Are you ready to go right into an amazing healthcare career? Some programs take years of higher education and thousands in student loan debt before you can get started.

You can become a pharmacy technician in less than a year, however, depending on your state’s requirements and programs. Even higher education programs average only around one to two years.

This allows your healthcare career to take off without the average $300 to $400 in student loan payments each month.
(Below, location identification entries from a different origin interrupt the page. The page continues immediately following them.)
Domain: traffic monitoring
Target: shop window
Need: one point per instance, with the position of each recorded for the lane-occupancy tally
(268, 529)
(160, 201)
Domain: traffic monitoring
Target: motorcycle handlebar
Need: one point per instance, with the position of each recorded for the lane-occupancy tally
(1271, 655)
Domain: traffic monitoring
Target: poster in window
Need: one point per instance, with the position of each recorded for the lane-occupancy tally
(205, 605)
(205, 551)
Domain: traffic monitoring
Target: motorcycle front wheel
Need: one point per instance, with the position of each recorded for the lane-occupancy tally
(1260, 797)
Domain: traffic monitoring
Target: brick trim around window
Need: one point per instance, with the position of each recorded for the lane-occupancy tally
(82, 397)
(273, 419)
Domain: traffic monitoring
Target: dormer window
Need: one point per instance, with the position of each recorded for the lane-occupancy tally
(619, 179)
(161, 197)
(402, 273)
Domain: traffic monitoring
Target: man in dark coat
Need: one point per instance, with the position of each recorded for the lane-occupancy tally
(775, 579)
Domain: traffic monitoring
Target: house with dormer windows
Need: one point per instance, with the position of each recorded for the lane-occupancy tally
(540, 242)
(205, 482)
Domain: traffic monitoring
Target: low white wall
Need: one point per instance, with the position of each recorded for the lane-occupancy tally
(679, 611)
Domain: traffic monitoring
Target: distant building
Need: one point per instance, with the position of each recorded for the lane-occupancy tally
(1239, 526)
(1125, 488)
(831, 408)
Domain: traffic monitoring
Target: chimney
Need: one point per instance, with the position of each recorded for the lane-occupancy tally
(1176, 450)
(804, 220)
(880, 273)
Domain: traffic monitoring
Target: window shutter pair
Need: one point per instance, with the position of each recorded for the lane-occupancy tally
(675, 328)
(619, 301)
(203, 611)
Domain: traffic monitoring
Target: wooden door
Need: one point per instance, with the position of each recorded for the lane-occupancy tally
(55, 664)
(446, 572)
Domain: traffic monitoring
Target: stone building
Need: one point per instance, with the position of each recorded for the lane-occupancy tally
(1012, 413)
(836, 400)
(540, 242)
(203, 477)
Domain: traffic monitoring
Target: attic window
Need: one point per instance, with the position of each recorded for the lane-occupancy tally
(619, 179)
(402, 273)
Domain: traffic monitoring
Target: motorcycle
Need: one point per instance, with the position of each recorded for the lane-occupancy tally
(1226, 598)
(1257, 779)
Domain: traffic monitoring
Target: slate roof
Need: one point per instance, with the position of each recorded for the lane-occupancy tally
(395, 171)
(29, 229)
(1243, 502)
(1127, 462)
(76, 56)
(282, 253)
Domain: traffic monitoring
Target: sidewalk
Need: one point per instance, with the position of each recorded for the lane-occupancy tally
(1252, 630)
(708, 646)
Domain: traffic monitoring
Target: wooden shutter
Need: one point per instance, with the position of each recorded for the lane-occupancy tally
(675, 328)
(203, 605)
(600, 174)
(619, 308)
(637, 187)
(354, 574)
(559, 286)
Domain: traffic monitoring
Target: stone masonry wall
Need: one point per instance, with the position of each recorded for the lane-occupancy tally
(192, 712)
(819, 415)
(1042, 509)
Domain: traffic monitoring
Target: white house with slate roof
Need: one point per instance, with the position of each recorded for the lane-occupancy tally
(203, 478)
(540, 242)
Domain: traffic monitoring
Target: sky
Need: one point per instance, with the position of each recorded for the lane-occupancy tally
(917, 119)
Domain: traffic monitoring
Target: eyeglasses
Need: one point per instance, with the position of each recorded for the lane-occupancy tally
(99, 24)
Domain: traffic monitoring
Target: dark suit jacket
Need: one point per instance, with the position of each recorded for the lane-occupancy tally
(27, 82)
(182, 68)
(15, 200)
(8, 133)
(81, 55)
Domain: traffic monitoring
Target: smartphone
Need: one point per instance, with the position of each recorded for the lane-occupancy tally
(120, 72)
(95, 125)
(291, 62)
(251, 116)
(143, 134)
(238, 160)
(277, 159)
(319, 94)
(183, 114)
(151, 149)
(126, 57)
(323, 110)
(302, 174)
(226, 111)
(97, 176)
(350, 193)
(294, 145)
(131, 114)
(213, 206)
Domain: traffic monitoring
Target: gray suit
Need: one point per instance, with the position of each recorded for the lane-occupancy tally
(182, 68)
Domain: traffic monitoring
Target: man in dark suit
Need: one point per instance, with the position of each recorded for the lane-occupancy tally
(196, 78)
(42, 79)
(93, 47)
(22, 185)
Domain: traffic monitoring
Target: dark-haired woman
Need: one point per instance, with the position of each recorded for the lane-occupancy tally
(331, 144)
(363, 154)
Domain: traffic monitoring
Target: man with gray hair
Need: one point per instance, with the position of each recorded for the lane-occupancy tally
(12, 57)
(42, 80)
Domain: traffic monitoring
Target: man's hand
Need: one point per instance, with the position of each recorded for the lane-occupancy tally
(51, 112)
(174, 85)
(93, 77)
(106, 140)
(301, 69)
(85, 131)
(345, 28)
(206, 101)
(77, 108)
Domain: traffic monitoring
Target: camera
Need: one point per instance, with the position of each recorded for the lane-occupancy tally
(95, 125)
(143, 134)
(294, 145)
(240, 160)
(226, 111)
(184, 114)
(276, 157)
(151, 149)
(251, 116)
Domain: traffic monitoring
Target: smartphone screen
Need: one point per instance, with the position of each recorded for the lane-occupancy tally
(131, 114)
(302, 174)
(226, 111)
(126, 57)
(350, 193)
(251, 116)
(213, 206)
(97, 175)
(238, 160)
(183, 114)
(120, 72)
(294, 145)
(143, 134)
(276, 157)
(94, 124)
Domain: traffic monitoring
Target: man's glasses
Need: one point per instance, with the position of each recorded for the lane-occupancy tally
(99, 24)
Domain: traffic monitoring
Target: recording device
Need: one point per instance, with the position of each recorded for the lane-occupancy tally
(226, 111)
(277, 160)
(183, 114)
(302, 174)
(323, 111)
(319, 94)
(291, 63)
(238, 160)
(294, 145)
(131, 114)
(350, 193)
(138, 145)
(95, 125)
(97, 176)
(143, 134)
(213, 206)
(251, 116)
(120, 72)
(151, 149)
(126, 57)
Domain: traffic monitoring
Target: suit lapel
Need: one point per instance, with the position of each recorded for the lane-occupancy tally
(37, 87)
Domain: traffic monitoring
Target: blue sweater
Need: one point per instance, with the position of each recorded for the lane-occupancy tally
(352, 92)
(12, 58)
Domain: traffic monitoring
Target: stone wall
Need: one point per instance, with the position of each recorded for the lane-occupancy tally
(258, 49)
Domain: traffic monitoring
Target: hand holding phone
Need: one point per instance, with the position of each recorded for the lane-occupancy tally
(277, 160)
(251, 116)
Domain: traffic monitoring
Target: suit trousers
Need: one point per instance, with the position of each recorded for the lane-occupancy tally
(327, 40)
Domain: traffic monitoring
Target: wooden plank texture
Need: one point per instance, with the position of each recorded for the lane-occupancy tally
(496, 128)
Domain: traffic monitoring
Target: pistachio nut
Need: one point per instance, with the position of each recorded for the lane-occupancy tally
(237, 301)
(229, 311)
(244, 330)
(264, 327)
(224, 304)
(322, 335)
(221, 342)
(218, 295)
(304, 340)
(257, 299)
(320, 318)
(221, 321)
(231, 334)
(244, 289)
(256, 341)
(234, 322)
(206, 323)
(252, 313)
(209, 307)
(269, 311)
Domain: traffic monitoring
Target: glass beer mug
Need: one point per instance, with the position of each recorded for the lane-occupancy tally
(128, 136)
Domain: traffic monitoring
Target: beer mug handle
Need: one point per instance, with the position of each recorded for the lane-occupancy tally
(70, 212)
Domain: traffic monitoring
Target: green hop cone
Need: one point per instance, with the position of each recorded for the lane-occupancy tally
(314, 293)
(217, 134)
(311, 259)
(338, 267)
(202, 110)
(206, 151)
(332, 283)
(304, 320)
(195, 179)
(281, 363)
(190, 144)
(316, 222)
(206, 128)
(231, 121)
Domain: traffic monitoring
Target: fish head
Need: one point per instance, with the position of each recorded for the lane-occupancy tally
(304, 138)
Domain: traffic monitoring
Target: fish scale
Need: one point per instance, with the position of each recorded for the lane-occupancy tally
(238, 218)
If you’re interested in becoming a pharmacy tech and want to learn what they do, where they work, and how they get certified, this guide is for you!

What Is a Pharmacy Tech?

Pharmacy technicians play a critical role in healthcare. While medical professionals such as doctors and nurses may prescribe or administer medications, they don’t have time to constantly manage an entire medication inventory or fill prescriptions for all their patients.

A dedicated pharmacy handles this process for them. These healthcare spaces are managed by pharmacists, who are resident experts in medication management.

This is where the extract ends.